In a deserted carriage, Michael discovers the body of the man he planted the GPS tracker on and a badge revealing he was an FBI agent. Joanna then contacts him, chastising him for marking the wrong person and warns him that another passenger has reported his suspicious activities on the train to police, who stop the train to investigate. Michael manages to evade detection by hiding with the corpse under the carriage, but in the process accidentally tears his bag and loses the $25,000 cash. Sabotaging the air conditioning in the train except for the last car, Michael forces all the remaining passengers into the last carriage. He realizes another passenger, a Jazz musician named Oliver, killed the FBI agent. Oliver reveals that he also received the same deal for $100,000, but with orders to assassinate Prynne, after Michael has identified him/her. After a brutal fight, Michael throws the hitman out of the train window, killing him. The real “Prynne” is revealed to be a young girl named Sofia, who is holding incriminating information on powerful people and was to go into witness protection at the final stop of the train. Michael asks Sofia why she did not go to the police. She reveals that it was the police who killed Enrique, who was Sofia’s cousin.
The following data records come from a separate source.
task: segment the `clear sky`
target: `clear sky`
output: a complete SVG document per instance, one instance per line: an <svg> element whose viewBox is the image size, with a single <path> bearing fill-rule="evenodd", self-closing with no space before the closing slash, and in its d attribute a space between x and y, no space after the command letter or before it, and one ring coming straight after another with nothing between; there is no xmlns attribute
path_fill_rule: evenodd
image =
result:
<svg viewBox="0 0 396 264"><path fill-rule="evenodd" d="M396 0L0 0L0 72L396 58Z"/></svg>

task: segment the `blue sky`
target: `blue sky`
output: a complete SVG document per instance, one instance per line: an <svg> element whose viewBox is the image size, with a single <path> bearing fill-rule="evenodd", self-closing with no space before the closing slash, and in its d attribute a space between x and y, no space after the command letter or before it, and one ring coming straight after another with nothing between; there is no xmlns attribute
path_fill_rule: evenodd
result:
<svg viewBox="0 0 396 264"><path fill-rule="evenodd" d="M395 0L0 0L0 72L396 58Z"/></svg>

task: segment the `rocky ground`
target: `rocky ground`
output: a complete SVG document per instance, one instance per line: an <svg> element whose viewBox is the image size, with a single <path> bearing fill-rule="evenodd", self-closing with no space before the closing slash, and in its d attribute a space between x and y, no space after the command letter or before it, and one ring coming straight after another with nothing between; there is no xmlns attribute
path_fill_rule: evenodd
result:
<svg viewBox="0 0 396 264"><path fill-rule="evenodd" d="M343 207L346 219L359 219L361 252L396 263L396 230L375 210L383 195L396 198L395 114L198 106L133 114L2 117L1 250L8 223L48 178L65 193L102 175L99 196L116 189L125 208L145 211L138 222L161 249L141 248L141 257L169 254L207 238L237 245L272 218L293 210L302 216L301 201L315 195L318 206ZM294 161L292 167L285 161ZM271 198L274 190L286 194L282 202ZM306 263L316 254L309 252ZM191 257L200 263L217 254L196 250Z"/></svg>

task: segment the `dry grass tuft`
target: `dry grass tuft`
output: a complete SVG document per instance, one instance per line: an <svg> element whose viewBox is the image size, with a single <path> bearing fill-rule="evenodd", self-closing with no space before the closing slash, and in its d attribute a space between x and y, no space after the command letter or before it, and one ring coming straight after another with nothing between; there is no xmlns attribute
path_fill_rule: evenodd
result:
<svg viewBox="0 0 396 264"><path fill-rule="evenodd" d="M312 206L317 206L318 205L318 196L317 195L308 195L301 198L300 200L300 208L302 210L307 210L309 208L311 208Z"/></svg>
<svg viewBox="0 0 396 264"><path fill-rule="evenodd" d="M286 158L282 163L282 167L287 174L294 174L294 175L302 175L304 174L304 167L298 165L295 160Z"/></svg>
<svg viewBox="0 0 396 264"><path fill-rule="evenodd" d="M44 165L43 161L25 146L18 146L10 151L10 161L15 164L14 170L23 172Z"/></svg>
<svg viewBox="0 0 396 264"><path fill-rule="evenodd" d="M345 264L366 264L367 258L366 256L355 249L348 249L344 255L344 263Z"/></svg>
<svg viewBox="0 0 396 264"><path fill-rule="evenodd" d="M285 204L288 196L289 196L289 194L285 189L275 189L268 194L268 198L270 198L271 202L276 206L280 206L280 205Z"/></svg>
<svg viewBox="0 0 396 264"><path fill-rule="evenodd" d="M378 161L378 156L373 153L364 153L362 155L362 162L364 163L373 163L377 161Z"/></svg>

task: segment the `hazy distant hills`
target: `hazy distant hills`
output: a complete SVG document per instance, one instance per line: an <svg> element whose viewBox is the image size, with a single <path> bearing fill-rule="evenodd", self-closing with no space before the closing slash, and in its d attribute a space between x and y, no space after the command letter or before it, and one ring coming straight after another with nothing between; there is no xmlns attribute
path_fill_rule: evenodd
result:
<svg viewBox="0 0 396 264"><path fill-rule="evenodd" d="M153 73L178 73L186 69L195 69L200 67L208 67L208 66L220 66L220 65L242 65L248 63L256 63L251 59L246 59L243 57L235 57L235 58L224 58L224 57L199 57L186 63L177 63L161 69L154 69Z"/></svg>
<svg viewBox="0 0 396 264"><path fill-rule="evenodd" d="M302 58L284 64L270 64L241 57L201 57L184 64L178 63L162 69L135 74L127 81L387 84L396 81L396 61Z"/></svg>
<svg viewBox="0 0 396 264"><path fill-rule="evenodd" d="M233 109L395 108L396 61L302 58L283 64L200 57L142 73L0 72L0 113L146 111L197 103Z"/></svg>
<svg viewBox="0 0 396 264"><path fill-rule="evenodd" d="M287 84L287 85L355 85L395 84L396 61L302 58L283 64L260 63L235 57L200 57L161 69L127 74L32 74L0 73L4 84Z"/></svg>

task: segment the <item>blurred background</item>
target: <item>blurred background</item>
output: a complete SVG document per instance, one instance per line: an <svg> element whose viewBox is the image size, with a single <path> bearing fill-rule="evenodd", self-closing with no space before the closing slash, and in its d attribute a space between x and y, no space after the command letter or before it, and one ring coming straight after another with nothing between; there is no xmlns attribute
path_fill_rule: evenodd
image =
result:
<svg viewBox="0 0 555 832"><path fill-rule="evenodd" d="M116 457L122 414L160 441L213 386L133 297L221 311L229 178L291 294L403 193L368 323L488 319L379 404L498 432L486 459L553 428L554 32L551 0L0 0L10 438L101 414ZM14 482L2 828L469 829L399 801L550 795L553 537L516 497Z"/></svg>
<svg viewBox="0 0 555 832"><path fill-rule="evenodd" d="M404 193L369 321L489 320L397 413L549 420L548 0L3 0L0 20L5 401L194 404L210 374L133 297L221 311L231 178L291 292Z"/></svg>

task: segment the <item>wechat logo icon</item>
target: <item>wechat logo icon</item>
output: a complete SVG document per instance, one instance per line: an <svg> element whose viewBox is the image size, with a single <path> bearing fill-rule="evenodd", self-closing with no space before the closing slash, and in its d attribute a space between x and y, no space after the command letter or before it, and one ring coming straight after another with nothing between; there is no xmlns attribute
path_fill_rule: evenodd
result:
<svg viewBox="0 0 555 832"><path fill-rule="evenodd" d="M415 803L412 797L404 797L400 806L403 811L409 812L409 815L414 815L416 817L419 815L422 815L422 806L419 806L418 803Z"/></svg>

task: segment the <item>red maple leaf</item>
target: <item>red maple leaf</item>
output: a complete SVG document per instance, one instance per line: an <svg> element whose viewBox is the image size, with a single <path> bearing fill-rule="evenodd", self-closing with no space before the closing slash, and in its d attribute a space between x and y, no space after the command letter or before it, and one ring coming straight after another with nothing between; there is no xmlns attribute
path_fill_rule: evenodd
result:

Joanna calls Michael and tries to force him to kill Sofia for the sake of his family, but Michael refuses. Joanna activates the fail-safe plan by detonating rigged explosives on the brakes, to derail the train in order to kill everyone aboard. Michael manages to save all of the passengers by unhooking the final carriage from the rest of the train right before a curve, but a conductor, Sam, dies assisting him. Michael instructs the passengers to block visibility into the car by plastering wet newspapers on all the windows, before a massive police force arrives at the scene.

Operating under the assumption that Michael is holding the train hostage, authorities send Murphy to negotiate with him. However Murphy unknowingly reveals himself as the rogue cop who killed Enrique when he uses a phrase about “being noble” – the same type of language Sofia heard from one of the cops that killed Enrique. Michael and Murphy engage in a fight, during which Michael removes Murphy’s electronic ID tag, which identifies him as a “friendly” to the snipers outside using thermal vision. After a violent fight, the snipers, mistaking Murphy for Michael, shoot and kill Murphy.

Outside the train, the FBI meets Sofia, who proceeds to tell them what she knows. Michael is hailed as a hero and exonerated by the other passengers while the FBI rescues his family. His former captain admits that Murphy and a few others had been under investigation for some time and offers Michael his job back. Michael rummages in his coat pocket and reveals that he kept the hard drive Sofia gave him containing the incriminating evidence.

Some time later, Joanna is on a train back from Chicago. Michael approaches her (presumably having found her through the information on the hard drive) and confronts Joanna about her actions before he shows her his police detective badge, implying that he is ready to arrest her.